Who said video games aren’t informative?
When Lincoln School students competed in their third annual Spelling Bee on Jan. 4, first prize winner Mellina Sihombing won thanks to word association and her experience with a video game called Scribblenauts.
Third place winner Hanya Hassan also proved that anything is possible, as she has only been in the U.S. for a few short years, and English is not her first language.
New school tradition
The Lincoln School Spelling Bee began after teacher Inaya Jaafar brought the idea to administrators three years ago. Jaafar’s idea was to have students exposed to new words.
“It’s good for the kids,” said judge Christopher Tetro. “They get to [do the spelling bee] in front of their peers, adults, and it’s good for the school’s culture.”
After the tragedy of Hurricane Sandy, the school raised $300 through pledges on the Great American SpellCheck from students’ family members. Principal Francis Pastore added $100 for a total of $400. The total will go towards the Hurricane Sandy New Jersey Relief Fund.
“[We’re] teaching children to give back to the community in times of need, which is a skill that goes beyond the classroom,” said Jaafar.
Classrooms had their individual bees, which resulted in two winners each. The 40 winners were all grouped together for schoolwide bee. In preparation for the bee, they were given a list of words provided from the Scripps National Spelling Bee website.
“I’m proud of myself because last year I won third place.” - Mellina Sihombing
“You see kids with different abilities working on one common goal,” said Jaafar.
To alleviate any stress, students were told what to expect and taken to the auditorium to practice being in front of the microphone for the second year.
“It’s a little bit of the preparation that their comfortable with,” said Jaafar.
Jaafar enjoys the school involvement for the bee.
“With the support of everyone else I wouldn’t be able to do it,” said Jaafar.
Principal Pastore thought the bee was a nail-biter.
“It was exciting,” said Pastore.
The PTA presents students in the spelling bee with a photo taken with their parents and the principal. They are also treated to a pizza party the day of the bee.
Spelling bee champs
Judges were impressed by students who mastered words like indefatigable, which means incapable of being fatigued.

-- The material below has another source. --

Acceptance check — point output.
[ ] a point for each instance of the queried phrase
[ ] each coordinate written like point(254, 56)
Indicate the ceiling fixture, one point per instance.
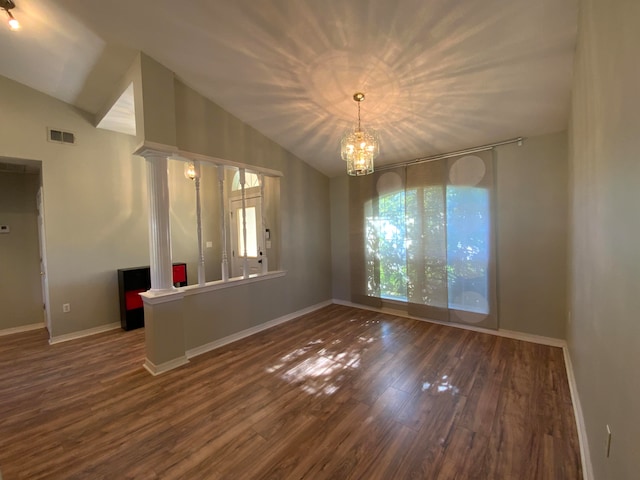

The winners are: seventh grader Mellina Sihombing, sixth grader Rahul Soneji, and seventh grader Hanya Hassan.
“I was shocked that without American-English learning, [she made it so far],” said Bee Announcer Donna Iannaconi, about Hanya. “She must have really studied hard.”
The prizes included a trophy, plaque, medal, and gift cards. Above her winnings, Mellina’s parents awarded their daughter $100.
The first place winner spelled incarceration, thoracic, keratin, and the winning word, fibrillation. Fibrillation is a small, local, involuntary muscular contraction.
As preparation for the bee, Mellina and Hanya wrote down the list of words numerous times, while their competitor Rahul studied for two to three hours daily. Mellina also knew of words through the video game Scribblenauts.
“I know the word defibrillator so I connected it with fibrillation,” she said. “I’m proud of myself because last year I won third place.”
Mellina will move on to the Hudson County Spelling Bee on Saturday, Feb. 23 at New Jersey City University.
“I just want to be the girl that wins the national spelling bee,” said Sihombing.
Last year’s Lincoln School winner made it to second place at the Hudson County bee.